First-time real estate fund managers can find fundraising very difficult in the current marketplace. Not only are they competing with the big names in the business, they also have to convince investors that they will deliver the returns. So how does their fundraising data stack up against managers that have raised more than one fund?
By July 2014, $5bn in equity was raised by 10 first-time real estate funds, making 2014 one of the most successful years to date for first-time fund managers. This is partly due to the closing of Kildare European Partners I in May, securing $2bn. By comparison, the whole of 2013 saw just $5.6bn raised by 39 first-time funds, and 2012 saw $5.8bn garnered by 37 funds.

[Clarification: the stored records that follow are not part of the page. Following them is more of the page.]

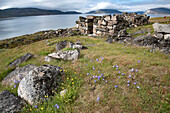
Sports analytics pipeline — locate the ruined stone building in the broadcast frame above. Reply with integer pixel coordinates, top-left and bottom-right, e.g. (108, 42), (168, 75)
(76, 13), (150, 36)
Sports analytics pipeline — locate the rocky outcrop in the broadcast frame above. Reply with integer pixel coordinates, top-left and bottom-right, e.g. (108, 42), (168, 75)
(0, 90), (26, 113)
(48, 50), (80, 61)
(0, 28), (81, 49)
(8, 53), (34, 67)
(18, 65), (63, 105)
(1, 65), (36, 86)
(76, 13), (149, 37)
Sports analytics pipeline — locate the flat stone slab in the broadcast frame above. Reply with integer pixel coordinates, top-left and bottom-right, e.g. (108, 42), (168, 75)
(48, 50), (80, 60)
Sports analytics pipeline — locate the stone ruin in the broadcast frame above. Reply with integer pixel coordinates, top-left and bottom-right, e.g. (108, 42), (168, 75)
(76, 12), (150, 36)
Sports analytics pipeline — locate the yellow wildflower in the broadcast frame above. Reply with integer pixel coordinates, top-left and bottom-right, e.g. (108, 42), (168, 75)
(68, 85), (70, 87)
(41, 107), (43, 110)
(71, 78), (73, 81)
(72, 82), (74, 84)
(30, 109), (32, 111)
(67, 78), (69, 80)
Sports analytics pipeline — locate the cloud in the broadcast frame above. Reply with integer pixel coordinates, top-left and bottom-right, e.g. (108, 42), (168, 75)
(0, 0), (89, 11)
(0, 0), (170, 12)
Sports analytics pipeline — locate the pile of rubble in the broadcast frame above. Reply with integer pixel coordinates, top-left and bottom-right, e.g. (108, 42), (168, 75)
(76, 12), (150, 36)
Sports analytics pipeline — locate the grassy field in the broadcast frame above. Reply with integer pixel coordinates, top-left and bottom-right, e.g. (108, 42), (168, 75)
(149, 16), (170, 24)
(0, 19), (170, 112)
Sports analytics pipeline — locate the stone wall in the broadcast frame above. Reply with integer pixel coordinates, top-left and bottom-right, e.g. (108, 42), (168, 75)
(76, 12), (150, 36)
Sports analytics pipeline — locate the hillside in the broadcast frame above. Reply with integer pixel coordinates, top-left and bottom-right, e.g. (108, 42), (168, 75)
(0, 8), (82, 18)
(145, 7), (170, 15)
(86, 9), (122, 14)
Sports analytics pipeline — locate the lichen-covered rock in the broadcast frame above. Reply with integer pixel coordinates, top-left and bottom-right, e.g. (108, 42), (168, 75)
(0, 90), (26, 113)
(1, 65), (36, 86)
(48, 50), (80, 60)
(18, 65), (63, 105)
(8, 53), (34, 67)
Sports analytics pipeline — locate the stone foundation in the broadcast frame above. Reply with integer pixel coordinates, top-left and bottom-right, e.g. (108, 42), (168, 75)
(76, 12), (150, 36)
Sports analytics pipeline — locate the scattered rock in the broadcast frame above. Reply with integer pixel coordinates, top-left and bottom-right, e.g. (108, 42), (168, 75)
(105, 38), (113, 44)
(0, 90), (26, 113)
(154, 32), (164, 39)
(1, 65), (36, 86)
(44, 56), (52, 62)
(55, 41), (68, 51)
(73, 45), (83, 49)
(18, 65), (63, 105)
(69, 42), (75, 48)
(118, 29), (128, 37)
(48, 50), (80, 61)
(8, 53), (34, 67)
(133, 35), (145, 43)
(164, 34), (170, 40)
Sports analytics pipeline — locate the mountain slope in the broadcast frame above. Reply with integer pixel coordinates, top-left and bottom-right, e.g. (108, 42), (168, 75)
(0, 8), (81, 18)
(145, 7), (170, 15)
(86, 9), (122, 14)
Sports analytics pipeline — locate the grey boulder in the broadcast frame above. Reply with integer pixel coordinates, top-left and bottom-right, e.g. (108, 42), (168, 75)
(18, 65), (63, 105)
(1, 65), (36, 86)
(153, 23), (170, 33)
(48, 50), (80, 61)
(8, 53), (34, 67)
(55, 41), (68, 51)
(0, 90), (26, 113)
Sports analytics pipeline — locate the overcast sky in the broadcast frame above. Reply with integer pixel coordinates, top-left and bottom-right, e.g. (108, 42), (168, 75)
(0, 0), (170, 12)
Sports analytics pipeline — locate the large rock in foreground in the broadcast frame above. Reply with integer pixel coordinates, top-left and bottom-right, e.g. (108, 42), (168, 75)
(8, 53), (34, 67)
(48, 50), (80, 60)
(153, 23), (170, 33)
(1, 65), (36, 86)
(0, 90), (26, 113)
(18, 65), (63, 105)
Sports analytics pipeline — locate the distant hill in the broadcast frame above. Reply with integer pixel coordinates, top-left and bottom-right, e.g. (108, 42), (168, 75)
(0, 8), (82, 18)
(128, 11), (144, 14)
(145, 8), (170, 15)
(86, 9), (122, 14)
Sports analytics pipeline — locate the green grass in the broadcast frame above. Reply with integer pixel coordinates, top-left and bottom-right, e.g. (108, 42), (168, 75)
(0, 22), (170, 112)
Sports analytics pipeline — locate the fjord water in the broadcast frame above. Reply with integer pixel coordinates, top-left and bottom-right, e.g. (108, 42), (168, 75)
(0, 14), (169, 40)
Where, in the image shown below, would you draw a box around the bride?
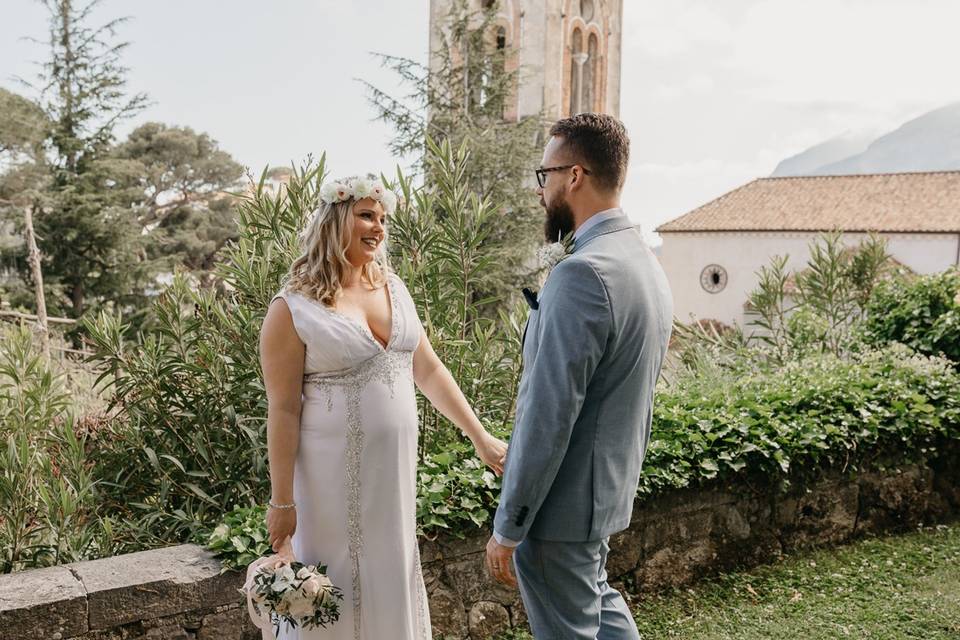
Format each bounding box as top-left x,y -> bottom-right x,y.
259,175 -> 507,639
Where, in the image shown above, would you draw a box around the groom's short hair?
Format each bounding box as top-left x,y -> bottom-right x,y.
549,113 -> 629,193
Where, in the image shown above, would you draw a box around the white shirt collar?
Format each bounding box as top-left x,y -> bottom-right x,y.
573,207 -> 624,241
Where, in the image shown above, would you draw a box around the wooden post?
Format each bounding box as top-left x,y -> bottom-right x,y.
23,202 -> 50,360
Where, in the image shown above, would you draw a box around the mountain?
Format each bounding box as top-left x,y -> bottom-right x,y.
771,102 -> 960,177
772,131 -> 875,177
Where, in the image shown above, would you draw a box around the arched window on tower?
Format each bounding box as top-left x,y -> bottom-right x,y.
568,28 -> 584,116
584,32 -> 599,112
496,26 -> 507,51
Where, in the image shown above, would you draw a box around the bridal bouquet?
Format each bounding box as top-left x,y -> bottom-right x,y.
242,538 -> 344,638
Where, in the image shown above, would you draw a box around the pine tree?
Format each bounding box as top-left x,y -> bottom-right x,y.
27,0 -> 150,318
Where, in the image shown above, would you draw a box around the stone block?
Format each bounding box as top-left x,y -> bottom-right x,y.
69,544 -> 242,630
428,586 -> 468,639
468,601 -> 510,638
508,596 -> 527,628
198,606 -> 260,640
856,465 -> 943,533
444,555 -> 516,606
606,526 -> 643,580
779,479 -> 859,550
437,530 -> 489,560
0,564 -> 87,640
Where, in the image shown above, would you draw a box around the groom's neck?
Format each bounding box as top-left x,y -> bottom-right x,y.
572,196 -> 621,232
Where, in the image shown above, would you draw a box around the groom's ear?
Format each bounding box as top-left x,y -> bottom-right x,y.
569,165 -> 588,190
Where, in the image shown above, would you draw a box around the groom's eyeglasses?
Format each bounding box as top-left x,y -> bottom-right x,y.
535,165 -> 591,188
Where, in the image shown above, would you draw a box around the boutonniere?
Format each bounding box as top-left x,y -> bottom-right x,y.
536,231 -> 575,273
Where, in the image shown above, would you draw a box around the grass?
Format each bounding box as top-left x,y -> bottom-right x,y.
498,524 -> 960,640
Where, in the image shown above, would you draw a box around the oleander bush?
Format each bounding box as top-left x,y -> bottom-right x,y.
0,326 -> 115,572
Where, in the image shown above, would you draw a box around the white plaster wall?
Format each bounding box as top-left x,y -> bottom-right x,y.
659,232 -> 960,327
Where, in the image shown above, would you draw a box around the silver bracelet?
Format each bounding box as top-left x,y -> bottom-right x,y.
269,501 -> 296,510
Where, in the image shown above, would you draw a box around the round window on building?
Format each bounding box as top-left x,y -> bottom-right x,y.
700,264 -> 728,293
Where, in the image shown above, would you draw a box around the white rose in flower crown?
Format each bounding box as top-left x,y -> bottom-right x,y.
334,182 -> 352,201
350,177 -> 373,200
319,182 -> 340,204
380,189 -> 398,214
370,182 -> 384,199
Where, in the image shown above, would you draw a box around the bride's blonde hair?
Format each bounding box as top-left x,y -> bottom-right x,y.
285,198 -> 390,307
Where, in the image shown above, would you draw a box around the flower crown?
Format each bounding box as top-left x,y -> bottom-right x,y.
318,175 -> 398,215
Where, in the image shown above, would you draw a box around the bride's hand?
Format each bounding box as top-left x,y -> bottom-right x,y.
474,433 -> 508,476
266,505 -> 297,552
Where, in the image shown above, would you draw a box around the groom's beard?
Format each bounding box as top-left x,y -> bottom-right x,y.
543,196 -> 575,243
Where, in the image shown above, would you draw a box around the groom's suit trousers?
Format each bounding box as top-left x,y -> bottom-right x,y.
514,536 -> 639,640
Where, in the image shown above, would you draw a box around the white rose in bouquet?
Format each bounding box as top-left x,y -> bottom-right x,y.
272,565 -> 296,592
301,576 -> 321,596
283,588 -> 316,618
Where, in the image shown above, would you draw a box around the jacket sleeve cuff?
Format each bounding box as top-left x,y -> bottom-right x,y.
493,530 -> 522,547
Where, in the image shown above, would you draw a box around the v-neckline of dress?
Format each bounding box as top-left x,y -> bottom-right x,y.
300,277 -> 396,352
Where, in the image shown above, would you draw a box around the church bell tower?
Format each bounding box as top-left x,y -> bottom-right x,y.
428,0 -> 623,122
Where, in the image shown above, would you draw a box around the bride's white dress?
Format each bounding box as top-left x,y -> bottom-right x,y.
273,273 -> 431,640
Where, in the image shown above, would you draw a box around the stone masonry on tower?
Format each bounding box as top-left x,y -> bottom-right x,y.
428,0 -> 623,121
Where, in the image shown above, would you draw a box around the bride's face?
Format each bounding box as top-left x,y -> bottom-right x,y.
344,197 -> 387,267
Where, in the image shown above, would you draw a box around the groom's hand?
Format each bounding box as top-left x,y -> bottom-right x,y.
485,536 -> 518,588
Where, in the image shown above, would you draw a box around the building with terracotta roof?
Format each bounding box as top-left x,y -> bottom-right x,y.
656,171 -> 960,326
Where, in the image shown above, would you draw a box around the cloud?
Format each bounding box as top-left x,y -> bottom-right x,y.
724,0 -> 960,106
624,0 -> 735,58
651,74 -> 716,100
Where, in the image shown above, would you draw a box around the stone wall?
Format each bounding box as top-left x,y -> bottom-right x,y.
1,450 -> 957,640
421,450 -> 960,638
0,545 -> 259,640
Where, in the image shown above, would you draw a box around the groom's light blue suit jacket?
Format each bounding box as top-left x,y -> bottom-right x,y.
494,212 -> 673,543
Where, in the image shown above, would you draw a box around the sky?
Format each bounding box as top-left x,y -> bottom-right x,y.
3,0 -> 960,245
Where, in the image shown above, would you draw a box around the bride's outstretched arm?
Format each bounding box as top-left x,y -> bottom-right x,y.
260,299 -> 305,550
412,327 -> 507,475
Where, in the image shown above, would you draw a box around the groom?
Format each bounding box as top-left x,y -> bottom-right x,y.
485,113 -> 673,639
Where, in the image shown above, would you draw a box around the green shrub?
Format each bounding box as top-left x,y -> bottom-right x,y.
643,345 -> 960,495
205,504 -> 270,572
416,439 -> 502,537
0,326 -> 114,572
389,139 -> 525,455
860,268 -> 960,363
83,160 -> 315,549
745,233 -> 894,362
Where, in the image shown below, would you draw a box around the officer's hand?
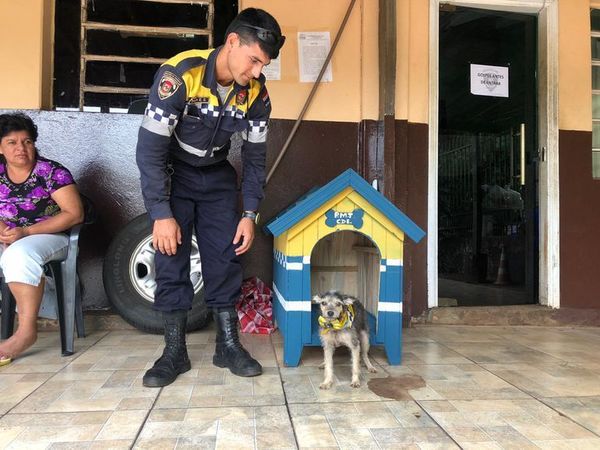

Based on these figures, 2014 looks set to surpass the levels seen in 2008 for first-time funds, when 36 first-time vehicles raised a record $9.3bn.
However, comparing the current status of funds launched in 2012 reveals a different side to the story. First-time funds launched in 2012 are almost twice as likely to have been abandoned than other funds, with 21% having done so compared to 9% of funds raised by more experienced managers. Just 44% of first-time funds launched in 2012 have reached a final close, compared with 56% of all other funds. Interestingly, the same percentage of first-time funds and all other funds are still on the road, with 35% in market, although a considerable 24% of funds raised by more experienced managers have achieved an interim close, compared to just 15% of funds raised by first-time managers.
First-time managers are much more likely to fall short of their equity targets than those that have raised at least two funds, and significantly less likely to exceed their fundraising goals. When looking at funds closed since 2013, 16% of first-time funds closed with under 50% of the capital they were seeking, compared to just 5% of all other funds closed. Regarding those funds that reached or exceeded their target sizes, just 30% of first-time funds closed on more than 100% of their target, compared with 51% of managers that have raised more than one fund. As a result, first-time managers have found attracting investor capital particularly challenging in recent years, and although 2014 looks more promising, managers entering the market for the first time are likely to continue to find difficult to attract institutional capital, and only those with the most compelling offerings are likely to succeed.